LogAnalysis
Re: Re: [logs] regexless parsing, again? Sep 15 2007 08:40PM
Marcus J. Ranum (mjr ranum com) (1 replies)
Re: Re: [logs] regexless parsing, again? Sep 16 2007 05:42AM
Tom Le (dottom gmail com) (1 replies)
On 9/15/07, Marcus J. Ranum <mjr (at) ranum (dot) com [email concealed]> wrote:

| Tom Le wrote:
| >No you don't. You only have to try the # of times until you match.
|
| If you do that, then you have no way of detecting multiple matches
| on a single input line. Which raises the question of "how do you know
| which one is right?" If you don't, then you have to worry about the
| ordering of your match rules and that's absolute in(s)anity.

Good point - this is implementation specific. We deal with this at rule
creation, guaranteeing that each regex hit will match a unique log event.
There are some corner cases but there are also ways to deal with them. The
only time when a log message could match multiple regex rules (in our case)
is when it's intentional (i.e. setting priority of one rule over the other;
to distinguish between similar log events between different app/OS versions
which match legacy regex rules; etc). I'd love to discuss specifics if
anyone has a problem they can share. We tend to not discuss specifics on
this list (a little ironic considering the nature of log analysis).

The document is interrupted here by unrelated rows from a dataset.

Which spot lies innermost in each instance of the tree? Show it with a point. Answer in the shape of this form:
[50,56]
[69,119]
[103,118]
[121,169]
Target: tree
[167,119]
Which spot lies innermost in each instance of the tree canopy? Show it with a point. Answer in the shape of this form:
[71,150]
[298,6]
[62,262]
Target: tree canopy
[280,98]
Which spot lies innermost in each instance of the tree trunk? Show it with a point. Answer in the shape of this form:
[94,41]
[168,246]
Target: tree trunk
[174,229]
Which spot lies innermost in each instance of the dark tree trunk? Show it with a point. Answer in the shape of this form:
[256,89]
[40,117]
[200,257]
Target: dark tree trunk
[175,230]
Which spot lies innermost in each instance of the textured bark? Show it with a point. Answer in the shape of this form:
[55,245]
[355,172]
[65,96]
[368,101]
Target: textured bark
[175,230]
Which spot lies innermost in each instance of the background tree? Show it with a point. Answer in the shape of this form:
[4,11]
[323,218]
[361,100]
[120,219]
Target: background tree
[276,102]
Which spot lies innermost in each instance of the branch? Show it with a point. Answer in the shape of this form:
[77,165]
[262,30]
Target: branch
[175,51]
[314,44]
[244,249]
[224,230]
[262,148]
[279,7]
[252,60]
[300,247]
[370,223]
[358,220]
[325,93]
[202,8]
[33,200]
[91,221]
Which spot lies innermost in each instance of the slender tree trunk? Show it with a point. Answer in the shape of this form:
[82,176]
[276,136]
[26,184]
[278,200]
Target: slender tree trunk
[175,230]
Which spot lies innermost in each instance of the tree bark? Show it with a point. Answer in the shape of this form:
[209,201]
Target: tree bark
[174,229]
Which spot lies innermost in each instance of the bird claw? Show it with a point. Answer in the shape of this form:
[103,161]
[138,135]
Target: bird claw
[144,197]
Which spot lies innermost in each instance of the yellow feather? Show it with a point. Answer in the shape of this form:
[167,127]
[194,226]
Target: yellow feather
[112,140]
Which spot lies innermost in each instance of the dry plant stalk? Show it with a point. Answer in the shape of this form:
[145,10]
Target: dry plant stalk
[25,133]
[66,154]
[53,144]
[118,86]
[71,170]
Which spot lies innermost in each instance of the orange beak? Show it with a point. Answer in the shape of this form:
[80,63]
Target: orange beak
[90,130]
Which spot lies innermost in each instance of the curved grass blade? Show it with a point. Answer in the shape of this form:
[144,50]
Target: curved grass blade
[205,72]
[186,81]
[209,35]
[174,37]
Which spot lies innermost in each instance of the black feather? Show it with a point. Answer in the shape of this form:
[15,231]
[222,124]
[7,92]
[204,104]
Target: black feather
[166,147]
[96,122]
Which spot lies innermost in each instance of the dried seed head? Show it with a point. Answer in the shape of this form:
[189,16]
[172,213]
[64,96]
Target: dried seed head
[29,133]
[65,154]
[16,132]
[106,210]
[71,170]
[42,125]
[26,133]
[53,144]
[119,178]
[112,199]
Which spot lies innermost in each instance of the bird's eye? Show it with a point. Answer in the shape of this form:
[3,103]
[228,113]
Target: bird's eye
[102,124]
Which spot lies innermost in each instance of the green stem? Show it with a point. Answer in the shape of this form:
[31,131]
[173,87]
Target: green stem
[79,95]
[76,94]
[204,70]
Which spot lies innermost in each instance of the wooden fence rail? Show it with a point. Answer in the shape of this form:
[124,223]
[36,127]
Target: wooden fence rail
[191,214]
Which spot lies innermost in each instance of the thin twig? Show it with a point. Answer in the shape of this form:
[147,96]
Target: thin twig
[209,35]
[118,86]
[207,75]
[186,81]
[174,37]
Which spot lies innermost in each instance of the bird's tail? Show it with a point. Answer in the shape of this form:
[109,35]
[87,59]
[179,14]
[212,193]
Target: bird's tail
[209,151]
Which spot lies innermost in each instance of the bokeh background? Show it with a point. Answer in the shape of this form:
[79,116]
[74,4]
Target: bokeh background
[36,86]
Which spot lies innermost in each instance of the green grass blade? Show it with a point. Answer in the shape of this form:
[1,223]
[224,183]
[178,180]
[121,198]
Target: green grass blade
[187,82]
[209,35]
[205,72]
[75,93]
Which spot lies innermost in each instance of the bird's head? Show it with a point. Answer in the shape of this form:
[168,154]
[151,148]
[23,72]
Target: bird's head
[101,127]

I am advocating an expert systems approach to defining regex rules. Not
applications can do that and if you have to deal with more "vagueness" in
your regex parsing, then most definitely, you have to address the use case
of a single log message matching multiple rules (or multiple paths within a
tree).

| If you are so fortunate as to have log messages that are matchable
| in that way, yes. Snort log messages, for example, can be almost all
| matched by 3 or 4 regexes. But try HP printers. :) Just getting the
| quoting rules for HP printer log messages is enough to make a
| rational person think seriously about putting a gun to their head.

Agreed... if all vendor log messages were as easy as IDS and (most) firewall
messages, there wouldn't be a need for more advanced approaches. <Insert
some witty comment about job security here.>

The hard work will always be in defining the "ruleset" whether it is pure
regex or some other parsing/logic combination. The trick is building
something that has high performance and is easily maintainable. I'm
preaching to the choir here... but you all understand that you can't just
identify all 5000 possible Unix OS messages in one sitting. If it's an
iterative approach, how do you leverage work that has already been done, not
clobber legacy "rules" or "logic", deal with subtle changes from vendors,
etc.

| > Another example: use regex to define your "matching rules" and then
| > convert from regex to DFA at implementation.
|
| Yes; that's "industrial strength lipstick."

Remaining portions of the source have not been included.